Wie es der Tradition entspricht wagen wir nun einen kurzen Blick auf die aktuellen Kernthemen auf neunetz.com und demzufolge die Makrotrends der fortschreitenden Digitalisierung, die ich für die aktuell wichtigsten halte:
Inhaltsverzeichnis
Post-PC-Ära
Smartphones sind die ersten echten „Personal Computers“ und beenden mit ihrem Aufstieg die Ära der Laptops und Desktops, also der Rechner, die Anhängsel und nicht Mittelpunkt in unserem Leben waren. Smartphones, die Zentren der Post-PC-Ära, sind die sich am schnellsten verbreitende Technologie.
Die Zukunft unserer Zivilisation liegt in diesen kleinen Taschencomputern. Im Guten wie im Schlechten.
Was die Smartphones, deren technische Weiterentwicklung immer schneller die „Gut-Genug“-Schwelle erreichen, ermöglichen werden, ist die kommende Peripherie der Post-PC-Ära: Wearables, Smart TVs, und auch die stärkere Verbreitung von vernetzten Systemen wie Sonos und Transporter.
Endnutzertechnologien bewegt sich mit der Post-PC-Ära weg vom Schreibtisch und den Specs hin zum Alltag, zu Fashion, zu allumfassenden Plattformen, Ökosystemen, auch hier im Guten wie im Schlechten, und, auch das nicht neu, zur wichtigsten Entwicklung des 21. Jahrhunderts, die alles berühren werden.
Wild West No More
Die Entwicklungen schreiten rasant voran. Wir sind nicht darauf geeicht, exponentielle Entwicklungen einschätzen zu können. Exponentielles Wachstum, wie es die Verbreitung von Technologien, von Webdiensten und digitalen Märkten (der deutsche Onlinenhandel etwa) aktuell an vielen Stellen erfahren, entziehen sich unserer Vorstellungskraft. Gleichzeitig geht es uns paradoxerweise nicht schnell genug.
Das Web hat sich in den letzten zwei Jahren erheblich, und oft nicht zwingend offensichtlich, geändert. Es sind Strukturen entstanden, die den Wild-West-Charakter des Internets verschoben haben.

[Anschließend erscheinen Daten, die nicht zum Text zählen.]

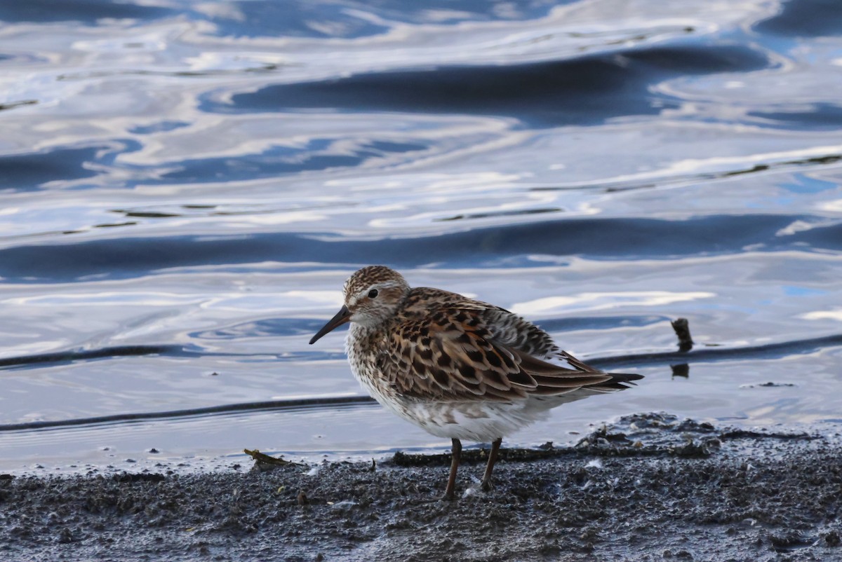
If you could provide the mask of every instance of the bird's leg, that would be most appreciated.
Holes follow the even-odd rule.
[[[500,450],[500,443],[503,437],[499,437],[491,443],[491,452],[488,453],[488,464],[485,465],[485,475],[482,476],[482,491],[491,490],[491,473],[494,469],[494,463],[497,462],[497,453]]]
[[[447,490],[445,490],[445,499],[452,500],[453,491],[456,487],[456,470],[459,469],[459,459],[462,454],[462,443],[459,439],[451,439],[453,447],[453,459],[450,461],[450,477],[447,479]]]

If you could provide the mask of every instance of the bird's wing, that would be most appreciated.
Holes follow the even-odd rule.
[[[610,374],[575,358],[576,368],[567,368],[501,342],[483,320],[487,310],[450,306],[398,323],[378,358],[381,372],[405,396],[445,401],[523,400],[610,384]]]

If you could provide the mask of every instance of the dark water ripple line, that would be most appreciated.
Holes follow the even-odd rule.
[[[186,410],[170,410],[168,411],[144,411],[125,414],[113,414],[110,416],[95,416],[93,417],[79,417],[69,420],[45,420],[40,422],[25,422],[24,423],[0,424],[0,432],[20,432],[43,429],[59,429],[72,427],[88,427],[98,425],[114,425],[125,422],[140,422],[148,420],[179,419],[184,417],[200,417],[215,414],[231,414],[242,411],[278,411],[284,410],[297,410],[300,408],[318,408],[349,406],[355,404],[374,403],[370,396],[328,396],[325,398],[298,398],[294,400],[265,400],[262,402],[243,402],[240,404],[223,404],[204,408],[188,408]]]
[[[38,353],[35,355],[20,355],[18,357],[3,358],[0,358],[0,368],[38,363],[71,363],[83,359],[102,359],[137,355],[169,355],[184,357],[195,355],[195,353],[191,353],[184,347],[178,345],[113,346],[109,347],[101,347],[99,349],[68,349],[52,353]]]
[[[813,228],[781,236],[793,222]],[[819,224],[823,223],[823,224]],[[397,232],[397,234],[400,234]],[[390,236],[391,235],[391,236]],[[727,236],[723,236],[727,235]],[[131,278],[170,268],[281,260],[397,268],[436,262],[481,268],[527,255],[631,261],[758,252],[842,251],[842,221],[820,215],[733,214],[689,219],[562,218],[397,237],[354,239],[334,232],[271,232],[205,240],[203,236],[124,237],[0,249],[0,277],[21,284],[66,283],[86,276]],[[513,266],[509,266],[513,267]]]
[[[789,340],[758,346],[705,347],[694,348],[690,352],[667,352],[654,353],[632,353],[606,358],[588,358],[586,363],[601,368],[615,368],[620,365],[653,366],[663,364],[692,363],[704,361],[728,361],[738,359],[773,359],[788,355],[803,355],[826,347],[842,346],[842,334],[833,334],[822,337],[809,337],[801,340]]]
[[[658,364],[691,363],[701,361],[724,361],[748,358],[770,359],[787,355],[804,354],[825,347],[842,346],[842,334],[834,334],[823,337],[791,340],[759,346],[738,347],[703,347],[690,352],[666,352],[655,353],[637,353],[614,357],[592,358],[588,363],[603,368],[617,366],[636,368]],[[645,384],[645,383],[644,383]],[[156,419],[179,419],[185,417],[228,415],[242,411],[282,411],[290,410],[333,409],[337,407],[370,405],[375,400],[370,396],[323,396],[318,398],[299,398],[291,400],[265,400],[224,404],[203,408],[189,408],[157,412],[136,412],[113,414],[94,417],[73,418],[69,420],[26,422],[24,423],[0,424],[0,432],[24,432],[32,430],[60,429],[71,427],[90,427],[102,424],[121,422],[141,422]]]
[[[656,115],[682,100],[653,94],[678,77],[747,73],[770,68],[768,55],[738,44],[685,42],[632,48],[572,60],[509,65],[442,66],[273,84],[231,101],[200,99],[208,113],[338,109],[360,112],[514,117],[536,128]]]
[[[319,324],[322,321],[313,321],[314,325]],[[323,323],[323,322],[322,322]],[[312,331],[315,331],[315,330]],[[301,332],[306,337],[302,337],[302,342],[310,337],[312,331]],[[197,346],[180,346],[173,344],[161,345],[141,345],[141,346],[115,346],[110,347],[102,347],[100,349],[68,349],[65,351],[55,352],[51,353],[36,353],[35,355],[19,355],[17,357],[8,357],[0,358],[0,369],[6,368],[15,368],[33,365],[50,365],[70,363],[75,361],[85,361],[92,359],[109,359],[119,357],[141,357],[145,355],[156,355],[160,357],[226,357],[242,358],[244,359],[253,358],[255,357],[270,357],[273,361],[290,361],[294,359],[335,359],[344,358],[344,355],[338,353],[327,353],[325,352],[300,352],[295,354],[280,353],[231,353],[220,352],[206,352]]]

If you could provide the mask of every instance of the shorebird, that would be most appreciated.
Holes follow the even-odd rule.
[[[557,406],[642,379],[586,365],[509,310],[440,289],[413,289],[385,266],[354,273],[344,294],[344,305],[310,343],[350,322],[345,348],[363,388],[403,419],[450,438],[445,499],[454,497],[461,440],[491,443],[482,482],[488,490],[503,437]]]

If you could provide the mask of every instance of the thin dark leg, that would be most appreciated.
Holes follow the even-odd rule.
[[[452,439],[453,460],[450,461],[450,477],[447,479],[447,490],[445,490],[445,499],[452,500],[453,491],[456,487],[456,469],[459,469],[459,459],[462,454],[462,444],[459,439]]]
[[[482,491],[491,490],[491,473],[494,469],[494,463],[497,462],[497,453],[500,450],[500,443],[503,437],[498,438],[491,443],[491,453],[488,453],[488,464],[485,465],[485,475],[482,476]]]

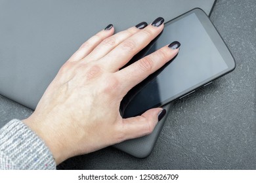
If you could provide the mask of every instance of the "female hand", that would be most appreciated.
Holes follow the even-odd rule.
[[[163,21],[158,18],[149,25],[142,22],[114,35],[110,24],[83,44],[60,68],[35,112],[23,120],[45,141],[56,164],[153,131],[158,116],[164,114],[161,108],[123,119],[120,102],[179,49],[167,45],[119,69],[163,30]]]

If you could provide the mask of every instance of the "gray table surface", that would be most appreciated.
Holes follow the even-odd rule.
[[[256,2],[218,0],[211,16],[236,61],[231,73],[171,103],[152,153],[137,159],[112,147],[70,158],[58,169],[256,169]],[[0,127],[32,111],[0,96]]]

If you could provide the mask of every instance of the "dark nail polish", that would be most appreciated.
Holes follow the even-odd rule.
[[[106,27],[104,30],[105,31],[110,30],[112,27],[113,27],[113,25],[112,24],[110,24],[110,25],[108,25],[108,26]]]
[[[165,22],[163,18],[158,17],[155,20],[154,20],[154,22],[152,22],[152,24],[151,24],[151,25],[155,27],[159,27],[163,23],[163,22]]]
[[[158,113],[158,122],[161,121],[161,119],[165,116],[166,114],[166,110],[163,109]]]
[[[168,45],[168,47],[173,50],[175,50],[179,48],[180,46],[181,46],[181,43],[179,41],[173,41],[173,42],[171,42],[170,44]]]
[[[139,29],[142,29],[145,28],[146,26],[148,26],[148,24],[145,22],[140,22],[140,24],[135,25],[136,27],[137,27]]]

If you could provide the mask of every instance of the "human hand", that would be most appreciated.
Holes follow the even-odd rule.
[[[114,35],[110,24],[60,68],[34,112],[23,120],[45,141],[56,164],[153,131],[165,110],[152,108],[123,119],[120,102],[178,53],[179,42],[119,69],[163,30],[163,21],[158,18],[149,25],[142,22]]]

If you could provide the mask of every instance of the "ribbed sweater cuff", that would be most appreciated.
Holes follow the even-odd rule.
[[[43,141],[19,120],[11,120],[0,129],[0,154],[5,157],[0,169],[56,169]]]

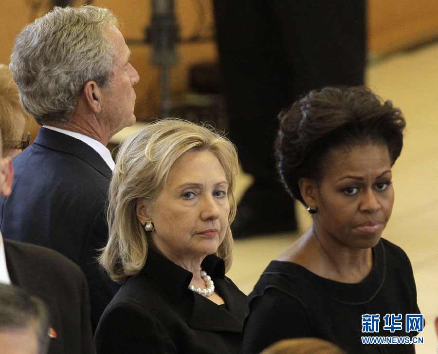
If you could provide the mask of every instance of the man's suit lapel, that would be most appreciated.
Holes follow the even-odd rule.
[[[91,147],[77,139],[41,127],[34,144],[76,156],[111,179],[111,169],[102,157]]]

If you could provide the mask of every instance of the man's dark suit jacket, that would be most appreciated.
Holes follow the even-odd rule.
[[[108,239],[111,170],[85,143],[44,128],[12,161],[12,191],[0,200],[0,230],[5,238],[54,249],[79,265],[94,329],[119,287],[96,261]]]
[[[56,335],[49,354],[94,353],[88,289],[79,267],[51,249],[3,241],[12,283],[43,300],[49,310]]]
[[[221,259],[207,256],[202,267],[225,305],[189,290],[192,273],[149,249],[145,267],[102,315],[94,336],[98,354],[239,353],[246,296],[225,276]]]

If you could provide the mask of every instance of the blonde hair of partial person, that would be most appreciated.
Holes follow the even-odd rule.
[[[20,103],[18,87],[9,68],[0,64],[0,128],[3,156],[12,156],[13,149],[6,145],[21,140],[30,117]]]
[[[174,163],[193,150],[212,152],[225,171],[229,186],[228,227],[216,254],[225,261],[226,271],[229,269],[233,246],[230,225],[236,215],[234,191],[238,172],[236,148],[211,127],[167,118],[146,125],[125,141],[117,154],[110,186],[109,239],[99,258],[113,280],[124,282],[146,261],[150,245],[137,217],[137,202],[153,205]]]
[[[260,354],[347,354],[332,343],[319,338],[284,339],[269,346]]]
[[[107,36],[117,25],[108,9],[55,7],[15,37],[9,68],[38,124],[69,121],[86,82],[111,85],[115,48]]]

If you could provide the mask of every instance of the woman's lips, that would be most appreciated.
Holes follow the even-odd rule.
[[[218,230],[218,229],[209,229],[208,230],[201,231],[199,233],[200,235],[203,235],[206,236],[208,236],[209,237],[214,237],[218,235],[218,231],[219,230]]]
[[[379,221],[368,221],[358,225],[358,227],[365,232],[376,232],[382,231],[384,227],[384,224]]]

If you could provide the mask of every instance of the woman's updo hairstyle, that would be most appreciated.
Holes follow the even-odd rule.
[[[406,125],[400,110],[363,86],[310,91],[278,115],[277,168],[286,190],[303,204],[298,180],[318,181],[327,153],[367,143],[388,147],[393,165]]]

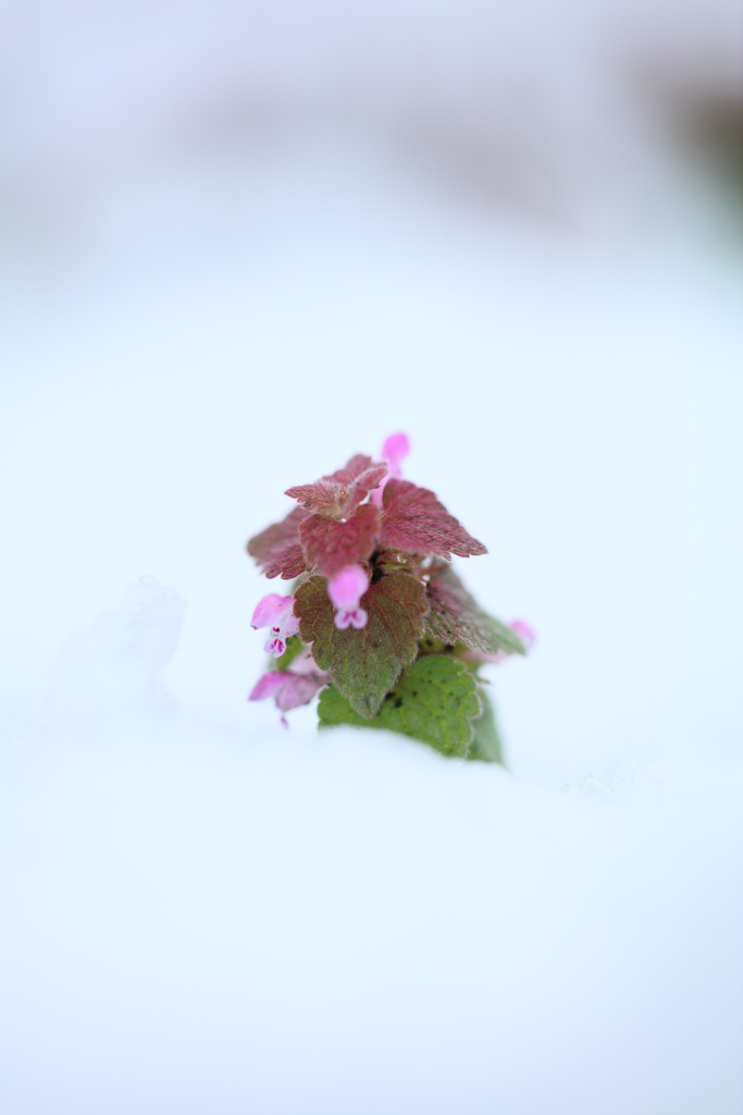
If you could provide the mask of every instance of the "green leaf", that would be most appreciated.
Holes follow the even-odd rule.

Auf manchen Ebenen sind erhebliche Markteintrittsbarrieren entstanden: iOS, Android, Amazon und Facebook. Gleichzeitig ermöglichen diese Strukturen neue Märkte, die es vor zwei oder drei Jahren praktisch noch gar nicht gab.

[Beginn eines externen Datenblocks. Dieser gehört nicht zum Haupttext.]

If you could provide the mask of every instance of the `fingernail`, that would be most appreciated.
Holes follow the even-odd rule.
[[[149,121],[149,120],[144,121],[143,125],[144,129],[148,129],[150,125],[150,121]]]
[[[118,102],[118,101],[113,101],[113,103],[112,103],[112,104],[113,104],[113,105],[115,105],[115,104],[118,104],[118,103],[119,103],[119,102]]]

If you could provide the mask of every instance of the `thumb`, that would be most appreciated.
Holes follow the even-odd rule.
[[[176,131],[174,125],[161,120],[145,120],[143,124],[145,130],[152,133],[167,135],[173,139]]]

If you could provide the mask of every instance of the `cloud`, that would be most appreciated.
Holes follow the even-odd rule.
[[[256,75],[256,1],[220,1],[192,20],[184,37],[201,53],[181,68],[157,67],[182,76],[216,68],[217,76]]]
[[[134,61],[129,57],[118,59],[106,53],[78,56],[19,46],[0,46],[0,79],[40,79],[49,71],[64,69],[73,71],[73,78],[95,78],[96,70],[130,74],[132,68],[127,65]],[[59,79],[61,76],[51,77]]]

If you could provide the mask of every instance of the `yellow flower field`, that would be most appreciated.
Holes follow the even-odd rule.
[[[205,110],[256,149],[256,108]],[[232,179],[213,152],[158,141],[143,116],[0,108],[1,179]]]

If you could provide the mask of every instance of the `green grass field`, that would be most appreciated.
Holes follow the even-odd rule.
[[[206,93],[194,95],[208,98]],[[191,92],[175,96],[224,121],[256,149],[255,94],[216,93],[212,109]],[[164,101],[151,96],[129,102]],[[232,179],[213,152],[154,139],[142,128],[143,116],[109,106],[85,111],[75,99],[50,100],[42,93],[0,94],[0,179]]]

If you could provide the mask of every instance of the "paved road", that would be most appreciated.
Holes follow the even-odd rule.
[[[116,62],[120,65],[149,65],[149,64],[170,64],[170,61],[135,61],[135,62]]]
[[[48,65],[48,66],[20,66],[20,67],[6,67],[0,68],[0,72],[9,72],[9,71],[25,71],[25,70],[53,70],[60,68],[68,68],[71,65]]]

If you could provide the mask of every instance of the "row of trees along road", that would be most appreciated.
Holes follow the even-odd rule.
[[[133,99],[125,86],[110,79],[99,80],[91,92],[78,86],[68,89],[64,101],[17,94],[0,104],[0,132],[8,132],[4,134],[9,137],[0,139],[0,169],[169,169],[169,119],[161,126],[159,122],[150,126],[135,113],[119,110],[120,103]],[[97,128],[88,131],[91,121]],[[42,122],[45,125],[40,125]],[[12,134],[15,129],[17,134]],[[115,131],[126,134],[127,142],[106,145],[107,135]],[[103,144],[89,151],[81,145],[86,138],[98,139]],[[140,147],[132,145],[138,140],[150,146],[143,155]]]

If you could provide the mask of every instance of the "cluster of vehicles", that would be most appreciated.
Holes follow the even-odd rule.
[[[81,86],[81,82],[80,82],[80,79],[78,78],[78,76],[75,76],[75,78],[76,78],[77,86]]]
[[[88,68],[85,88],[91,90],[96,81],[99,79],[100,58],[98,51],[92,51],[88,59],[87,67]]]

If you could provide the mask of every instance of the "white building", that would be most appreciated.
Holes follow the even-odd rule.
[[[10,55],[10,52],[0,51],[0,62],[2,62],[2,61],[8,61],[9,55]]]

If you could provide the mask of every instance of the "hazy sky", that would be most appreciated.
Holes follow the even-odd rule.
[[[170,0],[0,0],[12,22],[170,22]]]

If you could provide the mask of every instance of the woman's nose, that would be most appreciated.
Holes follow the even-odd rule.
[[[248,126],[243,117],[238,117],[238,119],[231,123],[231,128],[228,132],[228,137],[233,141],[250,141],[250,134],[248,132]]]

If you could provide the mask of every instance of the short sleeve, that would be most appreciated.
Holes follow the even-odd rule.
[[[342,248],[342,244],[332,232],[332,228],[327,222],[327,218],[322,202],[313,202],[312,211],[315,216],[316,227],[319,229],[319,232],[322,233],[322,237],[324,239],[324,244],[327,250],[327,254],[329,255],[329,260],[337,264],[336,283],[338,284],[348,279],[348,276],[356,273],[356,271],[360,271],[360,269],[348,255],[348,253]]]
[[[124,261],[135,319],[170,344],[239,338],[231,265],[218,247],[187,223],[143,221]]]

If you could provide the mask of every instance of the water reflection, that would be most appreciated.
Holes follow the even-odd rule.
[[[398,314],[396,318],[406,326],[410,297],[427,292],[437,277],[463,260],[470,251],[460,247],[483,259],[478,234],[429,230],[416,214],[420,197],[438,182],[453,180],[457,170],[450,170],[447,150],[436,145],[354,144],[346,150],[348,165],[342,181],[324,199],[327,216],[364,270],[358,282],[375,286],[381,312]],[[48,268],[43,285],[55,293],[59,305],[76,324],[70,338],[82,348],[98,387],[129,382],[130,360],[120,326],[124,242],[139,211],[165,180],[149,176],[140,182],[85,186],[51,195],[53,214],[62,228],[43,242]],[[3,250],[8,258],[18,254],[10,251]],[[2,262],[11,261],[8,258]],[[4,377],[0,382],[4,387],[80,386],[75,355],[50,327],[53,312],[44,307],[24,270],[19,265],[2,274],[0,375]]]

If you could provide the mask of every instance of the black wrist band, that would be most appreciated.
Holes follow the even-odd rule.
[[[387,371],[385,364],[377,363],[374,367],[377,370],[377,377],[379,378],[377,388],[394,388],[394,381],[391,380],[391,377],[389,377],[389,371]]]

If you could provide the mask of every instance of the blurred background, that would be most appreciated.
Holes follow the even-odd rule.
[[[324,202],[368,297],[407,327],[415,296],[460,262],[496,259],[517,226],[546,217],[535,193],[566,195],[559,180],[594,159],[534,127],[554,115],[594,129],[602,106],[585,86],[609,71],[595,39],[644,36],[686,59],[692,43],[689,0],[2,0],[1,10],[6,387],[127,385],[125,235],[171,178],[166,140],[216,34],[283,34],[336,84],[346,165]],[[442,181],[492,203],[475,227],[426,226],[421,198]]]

Das führt dazu, dass es für alle Akteure komplexer geworden ist.
Es führt auch dazu, dass man leicht neue Dienste falsch interpretiert, weil heute zum Beispiel 100 Millionen Endnutzer aus Dienstsicht oft weniger „wert“ sind als 100 Millionen vor zwei oder drei Jahren. Oder anders: Wenn es dank eines veränderten Marktumfeldes einfacher wird, 100 Millionen User zu erreichen, dann ist es deshalb auch nicht die gleiche Leistung wie vor ein paar Jahren als es noch keine massiven Distributionsplattformen gab.
Dezentralisierung vs. Cloud
Der Überwachungskandal führt neben anderen Faktoren -Performance, Anzahl der Geräte pro Person in Industrieländern- dazu, dass wir neben dem World Wide Web zunehmend mit anderen Netzstrukturen arbeiten werden. Ich hatte kürzlich im neunetzcast mit Johannes Kleske ausführlich darüber gesprochen und werde das künftig noch weiter ausführen.
Diese Entwicklung wird erhebliche, schwer vorhersehbare Folgen nach sich ziehen. Ich rechne 2014 mit den ersten Durchbrüchen auf diesem Feld.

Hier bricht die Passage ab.